The small museum-filled town of Koprivshtitsa was the first stop on our trip across the country. Koprivshtitsa’s claim to fame is its huge amount of preserved National Revival-era houses (built anywhere from 1762-1878) and the role it played in the uprising against the Turks on April, 20th 1876-known as the April Uprising. On that date, it is said that Todor Kableshkov fired the first shots from a small bridge in the town, now known as Kalachev or Kableshkov Bridge.
I had heard so much about this quaint little village and, thankfully, it did not disappoint in the slightest. Vince and I, along with one other couple, were the only people (that I saw) touring the town’s house museums on the day we visited. It was easy to see how such a small village could be so massively popular with tourists in the warmer months. The 400+ preserved structures set along narrow cobblestone alleys, combined with charming little shops selling homemade preserves, honey, crafts, and traditional clothing, make the town a must-see.
As we visited on a Tuesday, 3 of the 6 house museums were closed. We were able to purchase a ticket that covered the other 3 which were open: Oslekov House, Debelyanov House, and Kableshkov House. Luckily, these are the 3 best examples of architecture from the period (or so we were told), especially the Oslekov and Kableshkov Houses.
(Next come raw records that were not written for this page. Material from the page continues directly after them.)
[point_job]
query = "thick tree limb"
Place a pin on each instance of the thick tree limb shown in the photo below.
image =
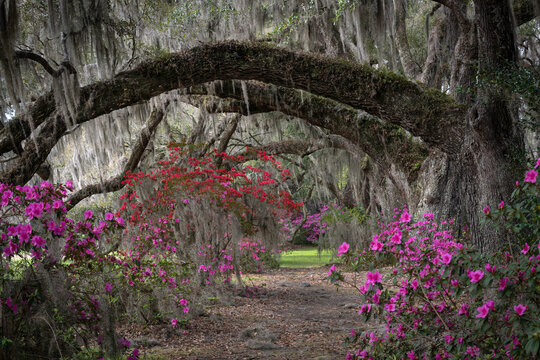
(303, 147)
(428, 114)
(412, 69)
(116, 183)
(384, 143)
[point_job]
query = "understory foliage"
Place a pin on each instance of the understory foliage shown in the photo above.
(65, 283)
(444, 299)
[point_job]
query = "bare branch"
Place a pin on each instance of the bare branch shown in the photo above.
(66, 65)
(412, 70)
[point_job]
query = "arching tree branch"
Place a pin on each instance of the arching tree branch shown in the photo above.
(430, 115)
(116, 183)
(384, 143)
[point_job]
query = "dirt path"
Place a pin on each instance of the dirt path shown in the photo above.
(297, 316)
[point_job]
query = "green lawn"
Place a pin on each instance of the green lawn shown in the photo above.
(305, 257)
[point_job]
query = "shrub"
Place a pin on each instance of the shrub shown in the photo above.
(446, 300)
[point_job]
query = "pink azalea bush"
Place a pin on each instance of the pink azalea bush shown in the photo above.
(444, 299)
(38, 240)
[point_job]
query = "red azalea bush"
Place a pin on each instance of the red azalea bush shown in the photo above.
(444, 299)
(197, 212)
(66, 283)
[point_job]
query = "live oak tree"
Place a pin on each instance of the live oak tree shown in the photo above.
(450, 153)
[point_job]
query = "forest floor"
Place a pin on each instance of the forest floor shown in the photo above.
(296, 314)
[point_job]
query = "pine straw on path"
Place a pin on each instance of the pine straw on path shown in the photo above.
(307, 316)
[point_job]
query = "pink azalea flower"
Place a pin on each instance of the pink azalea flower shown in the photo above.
(473, 350)
(376, 245)
(482, 311)
(520, 309)
(405, 217)
(343, 248)
(332, 268)
(530, 176)
(364, 309)
(88, 214)
(502, 283)
(396, 238)
(108, 287)
(374, 277)
(446, 258)
(476, 276)
(464, 309)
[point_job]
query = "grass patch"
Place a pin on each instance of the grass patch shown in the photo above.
(305, 257)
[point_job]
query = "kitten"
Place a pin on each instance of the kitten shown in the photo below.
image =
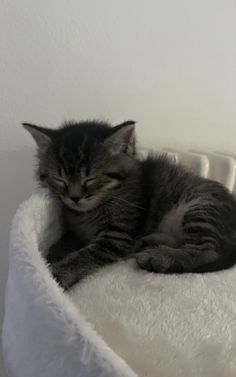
(115, 204)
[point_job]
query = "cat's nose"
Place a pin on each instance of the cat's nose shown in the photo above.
(75, 199)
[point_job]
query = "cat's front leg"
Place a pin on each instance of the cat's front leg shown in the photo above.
(67, 244)
(106, 249)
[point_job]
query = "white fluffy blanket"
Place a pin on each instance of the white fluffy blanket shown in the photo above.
(120, 322)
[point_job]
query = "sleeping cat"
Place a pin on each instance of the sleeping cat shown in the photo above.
(116, 205)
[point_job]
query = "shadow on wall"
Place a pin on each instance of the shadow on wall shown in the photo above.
(16, 185)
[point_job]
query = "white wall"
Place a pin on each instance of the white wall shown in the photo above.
(170, 65)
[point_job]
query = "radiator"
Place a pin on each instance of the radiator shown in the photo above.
(217, 166)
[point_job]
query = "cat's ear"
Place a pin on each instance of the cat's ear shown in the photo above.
(42, 136)
(122, 139)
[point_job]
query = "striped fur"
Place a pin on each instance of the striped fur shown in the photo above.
(116, 205)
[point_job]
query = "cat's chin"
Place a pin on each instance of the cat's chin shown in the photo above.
(80, 207)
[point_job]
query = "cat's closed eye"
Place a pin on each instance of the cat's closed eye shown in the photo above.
(92, 185)
(115, 175)
(61, 184)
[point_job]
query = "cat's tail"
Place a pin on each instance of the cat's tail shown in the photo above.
(186, 259)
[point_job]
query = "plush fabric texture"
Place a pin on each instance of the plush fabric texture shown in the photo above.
(122, 321)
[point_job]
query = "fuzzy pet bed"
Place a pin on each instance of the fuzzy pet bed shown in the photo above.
(119, 322)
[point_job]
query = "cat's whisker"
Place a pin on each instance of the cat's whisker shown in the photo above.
(126, 201)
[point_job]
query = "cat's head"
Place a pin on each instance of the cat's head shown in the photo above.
(83, 163)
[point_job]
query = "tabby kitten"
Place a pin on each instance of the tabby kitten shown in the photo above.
(115, 205)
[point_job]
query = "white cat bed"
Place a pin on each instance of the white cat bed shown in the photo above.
(119, 322)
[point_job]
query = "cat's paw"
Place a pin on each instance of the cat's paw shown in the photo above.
(155, 259)
(64, 277)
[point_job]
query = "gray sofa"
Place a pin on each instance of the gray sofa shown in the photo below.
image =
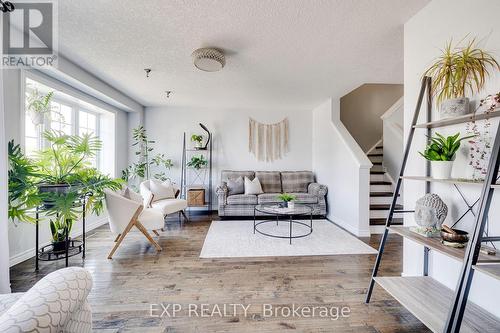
(300, 183)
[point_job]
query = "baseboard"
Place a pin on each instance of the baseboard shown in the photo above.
(28, 254)
(348, 227)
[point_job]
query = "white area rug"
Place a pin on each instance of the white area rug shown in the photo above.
(233, 239)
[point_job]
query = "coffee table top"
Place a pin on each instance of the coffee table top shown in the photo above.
(274, 209)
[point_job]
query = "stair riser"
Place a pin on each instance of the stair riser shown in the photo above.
(379, 214)
(380, 188)
(377, 178)
(382, 200)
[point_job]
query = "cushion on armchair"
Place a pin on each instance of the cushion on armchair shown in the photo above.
(296, 181)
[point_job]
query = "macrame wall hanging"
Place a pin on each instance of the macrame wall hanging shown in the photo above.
(268, 142)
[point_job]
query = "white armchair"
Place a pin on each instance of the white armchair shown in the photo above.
(170, 205)
(56, 303)
(125, 213)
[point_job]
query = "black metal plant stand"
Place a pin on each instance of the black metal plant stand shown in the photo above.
(471, 257)
(73, 248)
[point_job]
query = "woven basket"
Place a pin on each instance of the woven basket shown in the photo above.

Oslekov, a rich merchant who was killed in the April Uprising, built a grand house and outfitted it with many items collected during his travels. Oslekov House is considered the bet example of Revival-period architecture in Koprivshtitsa and is now an ethnographic museum. Conveniently, nearly all of the exhibits and plaques are translated into English.
Dimcho Debelyanov was very well known Bulgarian poet who died during WWI. Debelyanov House itself was built in 1830 and is dedicated to his memory. On display are many of his handwritten poems, photographs, paintings, and other memorabilia.
Next up, we visited Kableshkov House, which was built in 1845. This was my favorite of the 3 houses we visited due to its curved gables, richly painted interior, and large amount of antique items/staged rooms.
The staff at each house was really helpful in giving directions to the next museum and they also overlooked my taking photographs inside the houses, even though photography isn’t permitted (Bulgarians never seem too strict with the rules). Along the way, we stopped at the Church of Uspenie Bogorodichno and visited its graveyard, where Debelyanov and Kableshkov are buried. I have a huge fascination with old graveyards, so making my first visit to one in Bulgaria was a highlight.
The last stop on our tour of Koprivshtitsa was Kableshkov Bridge–the alleged site where Todor Kableshkov fired the shot that started the April Uprising. As such, I made Vince do a gun pose!
Whew! You made it to the end! I promise the rest of my road trip posts will not be near this long. Koprivshtitsa was just a highly anticipated and long-awaited trip, so I went a bit nuts with the photos.
More to come in the next few days (and weeks, probably!).
P.S. Please forgive any grievous spelling or grammatical errors. After writing this behemoth, I have no energy left for proofreading!